Studio album by Goldfinger
- Released: February 15, 2005
- Recorded: 2004
- Genre: Pop punk
- Length: 36:50
- Label: Maverick
- Producer: John Feldmann

Goldfinger chronology
| Open Your Eyes (2002) | Disconnection Notice (2005) | The Best of Goldfinger (2005) |

Singles from Disconnection Notice
- "Wasted" Released: 2005; "I Want" Released: 2005; "Stalker" Released: 2005;

= Disconnection Notice =

Disconnection Notice is the fifth studio album by American punk rock band Goldfinger. This was the band's last album to feature former Ünloco guitarist Brian Arthur; original guitarist Charlie Paulson returned after Arthur's departure.

Professional ratings
Review scores
| Source | Rating |
| AllMusic | Star |
| IGN | 4.5/10 |
| PopMatters | (4/10) |
| Rolling Stone | Star |

==Release==
On July 27, 2004, it was announced that the band's next album would be titled Disconnection Notice; in addition to this, its track listing was posted online. "My Everything" was made available for streaming through the band's website on August 5, 2004. In November 2004, the album was announced for release in February the following year.
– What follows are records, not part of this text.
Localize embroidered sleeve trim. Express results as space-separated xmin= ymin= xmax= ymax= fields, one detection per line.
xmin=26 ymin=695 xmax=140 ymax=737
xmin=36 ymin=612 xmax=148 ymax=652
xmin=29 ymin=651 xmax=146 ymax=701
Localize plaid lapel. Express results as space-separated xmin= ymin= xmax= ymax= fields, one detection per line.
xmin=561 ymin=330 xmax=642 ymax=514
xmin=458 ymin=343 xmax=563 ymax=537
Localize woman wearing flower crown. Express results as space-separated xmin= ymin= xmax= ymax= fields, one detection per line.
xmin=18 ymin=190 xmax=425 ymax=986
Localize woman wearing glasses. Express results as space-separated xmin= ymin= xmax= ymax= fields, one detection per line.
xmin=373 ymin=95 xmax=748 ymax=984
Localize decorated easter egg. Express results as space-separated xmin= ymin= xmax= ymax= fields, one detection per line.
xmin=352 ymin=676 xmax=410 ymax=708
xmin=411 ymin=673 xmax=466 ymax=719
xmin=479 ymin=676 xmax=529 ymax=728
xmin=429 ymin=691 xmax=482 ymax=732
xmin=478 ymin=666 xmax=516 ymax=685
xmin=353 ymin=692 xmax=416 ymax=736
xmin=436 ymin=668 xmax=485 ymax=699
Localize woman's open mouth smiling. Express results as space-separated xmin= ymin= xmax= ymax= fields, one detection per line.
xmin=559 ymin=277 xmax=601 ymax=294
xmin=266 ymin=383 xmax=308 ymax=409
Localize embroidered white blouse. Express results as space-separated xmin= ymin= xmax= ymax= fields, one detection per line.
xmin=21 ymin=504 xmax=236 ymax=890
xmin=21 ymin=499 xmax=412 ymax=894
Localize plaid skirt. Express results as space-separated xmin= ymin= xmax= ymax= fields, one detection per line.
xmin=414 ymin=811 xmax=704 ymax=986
In addition, "Wasted" was posted on the band's PureVolume profile, before being released to radio on January 25, 2005. On February 1, 2005, the music video for "Wasted" was posted online. In February and March, the group embarked on a US tour with the Start, City Sleeps and Bottom Line. Disconnection Notice was made available for streaming on February 9, 2005, through VH1's website, before being released six days later. "Stalker" was released to radio on May 17, 2005. In September and October 2005, they toured across New Zealand and Australia with Reel Big Fish and the Matches. They opened 2006 with a co-headlining West Coast US tour with Reel Big Fish, dubbed the Deep Freeze Tour; they were supported by Zebrahead and Bottom Line. Guitarist Charlie Paulson, who had left in 2001, re-joined the band for the trek. The band appeared at the Groezrock festival in April 2006.

==Track listing==
All songs are written by John Feldmann, except for "Wasted" and "Ocean Size" by John Feldmann and Benji Madden.

| No. | Title | Length |
|---|---|---|
| 1. | "My Everything" (feat. Ely Dye of City Sleeps) | 2:38 |
| 2. | "Wasted" (feat. Quinn Allman of The Used on guitar) | 3:09 |
| 3. | "Ocean Size" (feat. Bert McCracken of The Used) | 2:54 |
| 4. | "Uncomfortable" | 2:37 |
| 5. | "Too Many Nights" | 3:08 |
| 6. | "Damaged" | 2:56 |
| 7. | "Behind the Mask" (feat. Dan Marsala of Story of the Year) | 2:58 |
| 8. | "I Want" (feat. Philip Sneed of Story of the Year) | 2:21 |
| 9. | "Iron Fist" | 2:54 |
| 10. | "Walk Away" | 3:38 |
| 11. | "Faith" | 2:19 |
| 12. | "Stalker" | 2:46 |

Japanese edition bonus tracks
| No. | Title | Length |
|---|---|---|
| 13. | "Time" | 3:41 |
| 14. | "Find a Way" | 2:44 |
| 15. | "Get By" | 3:11 |

==Personnel==
- John Feldmann – vocals, rhythm guitar
- Brian Arthur – lead guitar
- Kelly LeMieux – bass
- Darrin Pfeiffer – drums

== Notes ==
- Track No. 1, "My Everything", was featured on the soundtrack of the video game SSX on Tour.
- Track No. 8, "I Want", was featured on the soundtrack of the video games Burnout Revenge and Burnout Legends.
- Track No. 7, "Behind The Mask" was originally called "FBI" (On Advance CD) but was renamed for the final retail release.
- Track No. 9, "Iron Fist", was written due to the raid that took place on Feldmann's house.